Commentaire de Trib. trav. Liège (div. Liège), 8 octobre 2021, R.G. 19/3.879/A

Mis en ligne le lundi 13 juin 2022


Tribunal du travail de Liège (division Liège), 8 octobre 2021, R.G. 19/3.879/A

Terra Laboris

Dans un jugement du 8 octobre 2021, le Tribunal du travail de Liège (division Liège) accueille une demande de résolution judiciaire du contrat de travail, déboutant cependant la demanderesse de dommages et intérêts fixés à l’équivalent de l’indemnité compensatoire de préavis.

Les faits

Une employée a convenu, avec son employeur, en cours de contrat, de pouvoir prester partiellement à son domicile. Elle exerce les fonctions de responsable des achats, de la logistique, etc., ainsi que de responsable qualité.

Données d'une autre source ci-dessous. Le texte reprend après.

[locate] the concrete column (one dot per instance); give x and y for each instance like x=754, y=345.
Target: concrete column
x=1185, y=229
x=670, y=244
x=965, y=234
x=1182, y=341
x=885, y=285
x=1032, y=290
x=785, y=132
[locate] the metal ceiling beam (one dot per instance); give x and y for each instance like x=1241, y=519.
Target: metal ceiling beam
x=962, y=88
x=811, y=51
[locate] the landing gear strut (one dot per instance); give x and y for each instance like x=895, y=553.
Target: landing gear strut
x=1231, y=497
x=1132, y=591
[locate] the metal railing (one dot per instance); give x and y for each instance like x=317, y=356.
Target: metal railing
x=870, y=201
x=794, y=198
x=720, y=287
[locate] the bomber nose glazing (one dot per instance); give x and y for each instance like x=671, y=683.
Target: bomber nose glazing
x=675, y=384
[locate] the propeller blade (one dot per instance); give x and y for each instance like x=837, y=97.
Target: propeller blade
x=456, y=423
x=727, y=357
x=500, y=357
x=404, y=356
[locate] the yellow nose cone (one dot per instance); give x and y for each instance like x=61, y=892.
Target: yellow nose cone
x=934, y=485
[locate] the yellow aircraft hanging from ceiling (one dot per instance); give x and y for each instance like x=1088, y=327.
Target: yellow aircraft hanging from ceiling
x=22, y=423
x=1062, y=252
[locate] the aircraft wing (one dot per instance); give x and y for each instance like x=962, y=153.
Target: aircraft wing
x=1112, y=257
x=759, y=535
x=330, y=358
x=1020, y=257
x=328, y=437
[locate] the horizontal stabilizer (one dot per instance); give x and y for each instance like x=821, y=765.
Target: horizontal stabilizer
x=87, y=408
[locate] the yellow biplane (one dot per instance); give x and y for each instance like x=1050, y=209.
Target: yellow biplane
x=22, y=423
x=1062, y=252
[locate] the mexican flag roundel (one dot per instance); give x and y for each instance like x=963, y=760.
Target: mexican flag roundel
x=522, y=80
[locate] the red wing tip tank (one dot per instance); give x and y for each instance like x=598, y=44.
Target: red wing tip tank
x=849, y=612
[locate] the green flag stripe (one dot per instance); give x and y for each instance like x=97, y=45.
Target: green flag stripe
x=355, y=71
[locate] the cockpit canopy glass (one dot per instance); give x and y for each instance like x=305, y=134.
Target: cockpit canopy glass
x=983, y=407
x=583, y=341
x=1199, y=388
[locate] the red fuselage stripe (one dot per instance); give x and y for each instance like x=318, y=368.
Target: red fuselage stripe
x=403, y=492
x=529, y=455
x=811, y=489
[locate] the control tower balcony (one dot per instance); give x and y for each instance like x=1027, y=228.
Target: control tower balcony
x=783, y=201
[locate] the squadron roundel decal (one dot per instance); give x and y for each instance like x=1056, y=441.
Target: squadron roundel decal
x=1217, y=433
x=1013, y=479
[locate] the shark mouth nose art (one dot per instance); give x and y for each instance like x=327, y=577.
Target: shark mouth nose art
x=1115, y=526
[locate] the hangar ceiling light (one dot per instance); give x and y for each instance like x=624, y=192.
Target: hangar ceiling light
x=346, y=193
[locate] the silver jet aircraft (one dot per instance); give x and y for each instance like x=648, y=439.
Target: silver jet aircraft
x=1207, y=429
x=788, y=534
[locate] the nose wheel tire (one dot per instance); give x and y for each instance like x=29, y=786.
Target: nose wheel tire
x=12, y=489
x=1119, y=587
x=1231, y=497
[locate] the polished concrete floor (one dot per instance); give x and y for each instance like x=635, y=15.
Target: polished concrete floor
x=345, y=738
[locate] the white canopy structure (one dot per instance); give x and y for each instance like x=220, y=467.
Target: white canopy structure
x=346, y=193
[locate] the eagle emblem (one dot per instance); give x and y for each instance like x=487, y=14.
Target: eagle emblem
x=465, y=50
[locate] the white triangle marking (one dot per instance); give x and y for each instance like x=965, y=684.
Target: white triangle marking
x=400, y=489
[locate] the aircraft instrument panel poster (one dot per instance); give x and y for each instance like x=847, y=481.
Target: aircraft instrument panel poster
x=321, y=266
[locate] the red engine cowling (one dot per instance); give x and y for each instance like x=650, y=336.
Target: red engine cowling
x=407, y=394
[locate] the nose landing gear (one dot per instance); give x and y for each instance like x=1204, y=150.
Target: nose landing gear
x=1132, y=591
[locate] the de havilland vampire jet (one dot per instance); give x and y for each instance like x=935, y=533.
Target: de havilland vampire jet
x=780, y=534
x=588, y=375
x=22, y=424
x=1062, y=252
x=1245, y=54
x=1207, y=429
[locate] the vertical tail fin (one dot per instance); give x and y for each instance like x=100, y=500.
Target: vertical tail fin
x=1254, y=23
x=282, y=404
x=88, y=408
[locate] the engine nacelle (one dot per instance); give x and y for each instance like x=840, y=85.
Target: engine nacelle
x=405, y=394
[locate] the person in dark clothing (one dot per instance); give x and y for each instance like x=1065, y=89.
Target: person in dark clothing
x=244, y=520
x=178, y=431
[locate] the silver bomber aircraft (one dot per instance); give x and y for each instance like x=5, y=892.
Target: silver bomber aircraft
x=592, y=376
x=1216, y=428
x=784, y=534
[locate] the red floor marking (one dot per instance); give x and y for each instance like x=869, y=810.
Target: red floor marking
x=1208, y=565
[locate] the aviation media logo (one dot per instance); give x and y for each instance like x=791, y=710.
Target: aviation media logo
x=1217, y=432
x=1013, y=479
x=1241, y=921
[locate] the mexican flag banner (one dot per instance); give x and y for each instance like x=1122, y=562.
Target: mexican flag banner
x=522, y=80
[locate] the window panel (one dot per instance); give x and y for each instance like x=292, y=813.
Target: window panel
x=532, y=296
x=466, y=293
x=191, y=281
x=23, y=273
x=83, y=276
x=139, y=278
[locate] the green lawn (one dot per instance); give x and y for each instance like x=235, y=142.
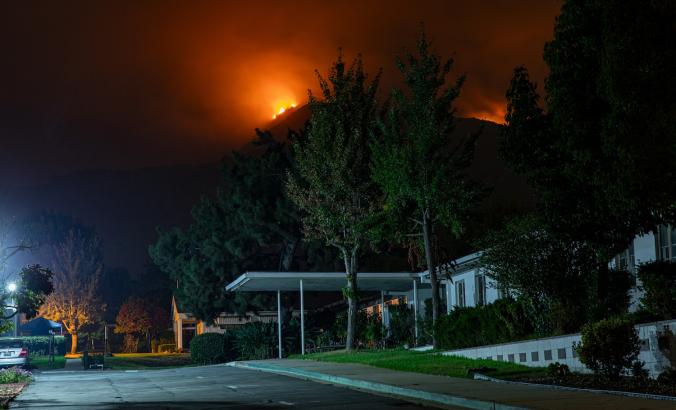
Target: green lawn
x=133, y=361
x=42, y=362
x=424, y=362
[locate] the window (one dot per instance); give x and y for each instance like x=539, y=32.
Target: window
x=666, y=243
x=625, y=260
x=460, y=293
x=480, y=290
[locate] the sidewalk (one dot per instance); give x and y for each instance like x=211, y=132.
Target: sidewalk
x=447, y=391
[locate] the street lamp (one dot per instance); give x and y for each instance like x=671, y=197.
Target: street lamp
x=11, y=288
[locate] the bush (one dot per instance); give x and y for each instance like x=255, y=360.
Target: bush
x=256, y=341
x=15, y=375
x=210, y=348
x=39, y=345
x=609, y=346
x=667, y=377
x=558, y=371
x=505, y=320
x=659, y=285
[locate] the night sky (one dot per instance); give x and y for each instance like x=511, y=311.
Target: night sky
x=121, y=85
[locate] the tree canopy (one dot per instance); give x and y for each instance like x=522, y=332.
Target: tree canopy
x=331, y=183
x=601, y=155
x=416, y=162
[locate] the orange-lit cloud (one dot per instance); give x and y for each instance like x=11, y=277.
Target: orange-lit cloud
x=171, y=81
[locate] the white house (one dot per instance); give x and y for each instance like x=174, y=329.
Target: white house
x=470, y=286
x=185, y=325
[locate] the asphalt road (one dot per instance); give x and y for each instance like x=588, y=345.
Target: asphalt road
x=207, y=387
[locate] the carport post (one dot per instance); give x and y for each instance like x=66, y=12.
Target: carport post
x=415, y=310
x=302, y=320
x=279, y=323
x=448, y=296
x=382, y=314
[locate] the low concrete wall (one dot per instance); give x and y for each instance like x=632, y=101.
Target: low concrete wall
x=542, y=352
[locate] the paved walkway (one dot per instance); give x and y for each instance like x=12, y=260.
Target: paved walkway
x=459, y=392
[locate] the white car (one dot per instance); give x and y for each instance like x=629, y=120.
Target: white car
x=13, y=353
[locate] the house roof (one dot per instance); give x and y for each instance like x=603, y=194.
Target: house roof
x=322, y=281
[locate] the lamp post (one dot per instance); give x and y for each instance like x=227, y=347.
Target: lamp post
x=11, y=288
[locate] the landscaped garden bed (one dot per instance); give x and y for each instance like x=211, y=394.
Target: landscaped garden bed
x=593, y=382
x=132, y=361
x=428, y=363
x=12, y=382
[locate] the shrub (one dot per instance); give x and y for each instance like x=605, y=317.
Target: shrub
x=39, y=345
x=667, y=377
x=558, y=371
x=638, y=370
x=15, y=375
x=609, y=346
x=659, y=285
x=504, y=320
x=209, y=348
x=256, y=341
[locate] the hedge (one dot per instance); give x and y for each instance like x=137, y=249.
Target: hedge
x=609, y=347
x=210, y=348
x=39, y=345
x=503, y=321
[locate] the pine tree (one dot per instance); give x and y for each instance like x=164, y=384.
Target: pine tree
x=601, y=156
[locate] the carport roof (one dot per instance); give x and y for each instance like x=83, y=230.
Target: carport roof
x=322, y=281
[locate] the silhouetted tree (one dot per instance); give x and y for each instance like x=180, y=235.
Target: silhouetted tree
x=602, y=154
x=331, y=183
x=417, y=164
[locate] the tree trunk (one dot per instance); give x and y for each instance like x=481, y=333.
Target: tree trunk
x=73, y=343
x=431, y=268
x=286, y=258
x=351, y=294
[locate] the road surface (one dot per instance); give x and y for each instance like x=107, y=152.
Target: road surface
x=207, y=387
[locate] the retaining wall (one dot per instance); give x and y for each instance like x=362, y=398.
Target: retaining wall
x=542, y=352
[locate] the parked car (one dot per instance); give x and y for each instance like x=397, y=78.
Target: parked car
x=13, y=353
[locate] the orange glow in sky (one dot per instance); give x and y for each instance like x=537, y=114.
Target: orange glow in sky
x=282, y=108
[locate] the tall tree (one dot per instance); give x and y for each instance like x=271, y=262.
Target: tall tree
x=140, y=317
x=601, y=156
x=76, y=260
x=254, y=187
x=332, y=183
x=417, y=163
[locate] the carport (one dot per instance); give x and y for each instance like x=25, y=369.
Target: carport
x=324, y=282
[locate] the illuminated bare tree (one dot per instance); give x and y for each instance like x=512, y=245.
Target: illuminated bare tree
x=77, y=264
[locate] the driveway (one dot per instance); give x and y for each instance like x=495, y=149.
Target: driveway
x=207, y=387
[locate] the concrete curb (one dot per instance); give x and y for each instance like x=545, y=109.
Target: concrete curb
x=403, y=392
x=478, y=376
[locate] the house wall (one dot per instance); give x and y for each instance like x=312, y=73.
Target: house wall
x=468, y=278
x=542, y=352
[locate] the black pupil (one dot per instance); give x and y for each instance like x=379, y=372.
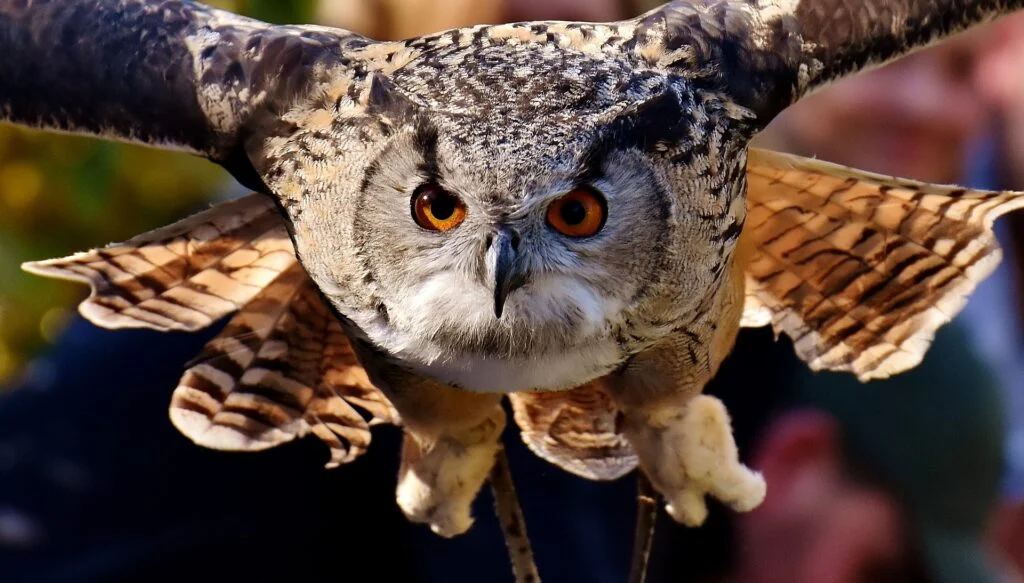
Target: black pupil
x=441, y=204
x=573, y=212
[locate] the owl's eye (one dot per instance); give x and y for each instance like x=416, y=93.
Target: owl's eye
x=580, y=213
x=436, y=209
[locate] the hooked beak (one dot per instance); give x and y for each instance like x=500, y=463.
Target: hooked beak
x=508, y=275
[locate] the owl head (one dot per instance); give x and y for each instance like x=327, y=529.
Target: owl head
x=538, y=202
x=509, y=210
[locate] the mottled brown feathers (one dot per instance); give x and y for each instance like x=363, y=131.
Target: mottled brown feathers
x=185, y=276
x=577, y=430
x=281, y=369
x=861, y=269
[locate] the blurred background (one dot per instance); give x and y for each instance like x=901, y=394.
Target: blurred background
x=879, y=484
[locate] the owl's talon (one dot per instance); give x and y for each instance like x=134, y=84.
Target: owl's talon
x=438, y=481
x=688, y=508
x=694, y=455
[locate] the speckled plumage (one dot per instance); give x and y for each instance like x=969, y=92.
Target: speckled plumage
x=630, y=324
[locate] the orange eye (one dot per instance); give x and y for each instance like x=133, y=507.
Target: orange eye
x=580, y=213
x=436, y=209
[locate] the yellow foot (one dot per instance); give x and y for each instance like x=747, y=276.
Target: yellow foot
x=439, y=479
x=690, y=454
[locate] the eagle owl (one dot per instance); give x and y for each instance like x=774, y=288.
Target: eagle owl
x=564, y=213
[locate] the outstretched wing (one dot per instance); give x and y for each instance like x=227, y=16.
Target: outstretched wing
x=574, y=429
x=282, y=368
x=768, y=53
x=164, y=73
x=861, y=269
x=185, y=276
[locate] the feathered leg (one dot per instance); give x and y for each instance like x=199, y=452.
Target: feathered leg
x=452, y=438
x=683, y=439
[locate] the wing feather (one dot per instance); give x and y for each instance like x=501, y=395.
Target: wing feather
x=861, y=269
x=281, y=369
x=576, y=430
x=185, y=276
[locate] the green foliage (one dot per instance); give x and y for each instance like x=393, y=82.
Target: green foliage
x=61, y=194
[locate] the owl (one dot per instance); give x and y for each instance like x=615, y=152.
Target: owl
x=566, y=214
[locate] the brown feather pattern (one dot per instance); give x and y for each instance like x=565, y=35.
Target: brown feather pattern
x=861, y=269
x=281, y=369
x=185, y=276
x=574, y=429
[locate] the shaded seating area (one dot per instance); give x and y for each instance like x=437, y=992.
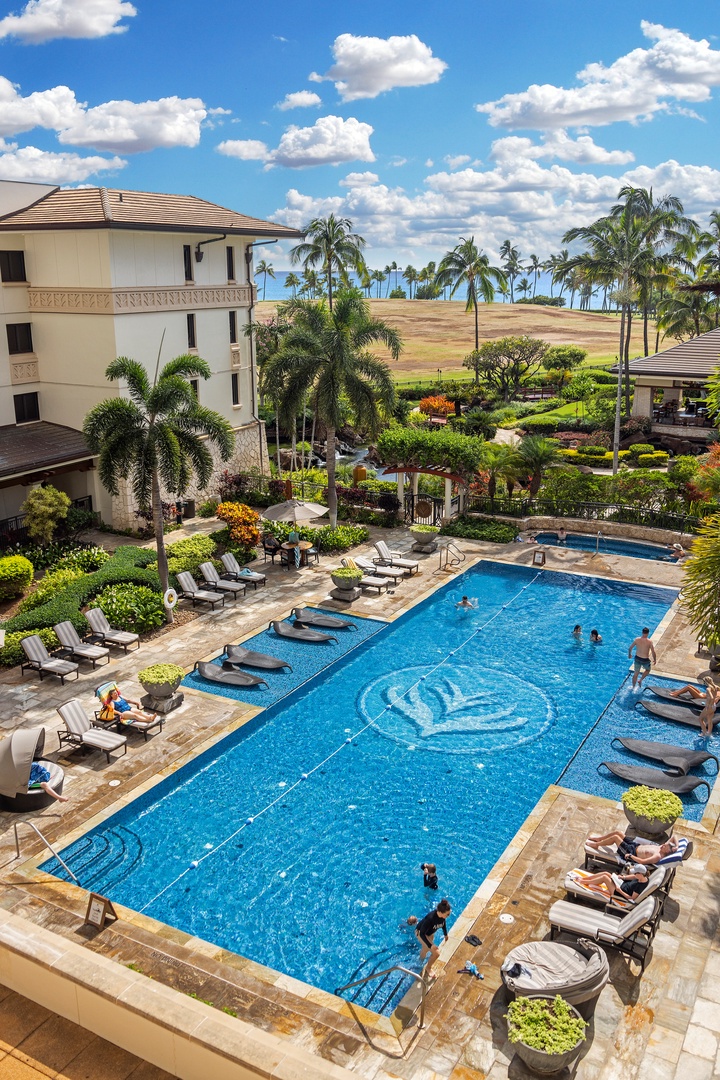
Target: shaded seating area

Suite au rachat de l’entreprise, des discussions interviennent très rapidement quant à la nature des fonctions et à la place dans l’intéressée dans l’organigramme, celle-ci étant précédemment placée en-dessous du directeur général. Se pose concrètement la question du maintien de la fonction. Via son conseil, l’intéressée interpelle la direction de la société, estimant que celle-ci envisage une modification unilatérale d’éléments essentiels du contrat.

Elle tombe en incapacité de travail et introduit une procédure en résolution judiciaire.

Les jugements du tribunal du travail

Le tribunal a rendu un premier jugement le 4 février 2020, ordonnant une médiation. Celle-ci n’a pas abouti et l’affaire a fait l’objet d’une ordonnance sur pied de l’article 747, § 1er, du Code judiciaire, en vue de son instruction par les parties.

Le 8 octobre 2021, le Tribunal rend le présent jugement.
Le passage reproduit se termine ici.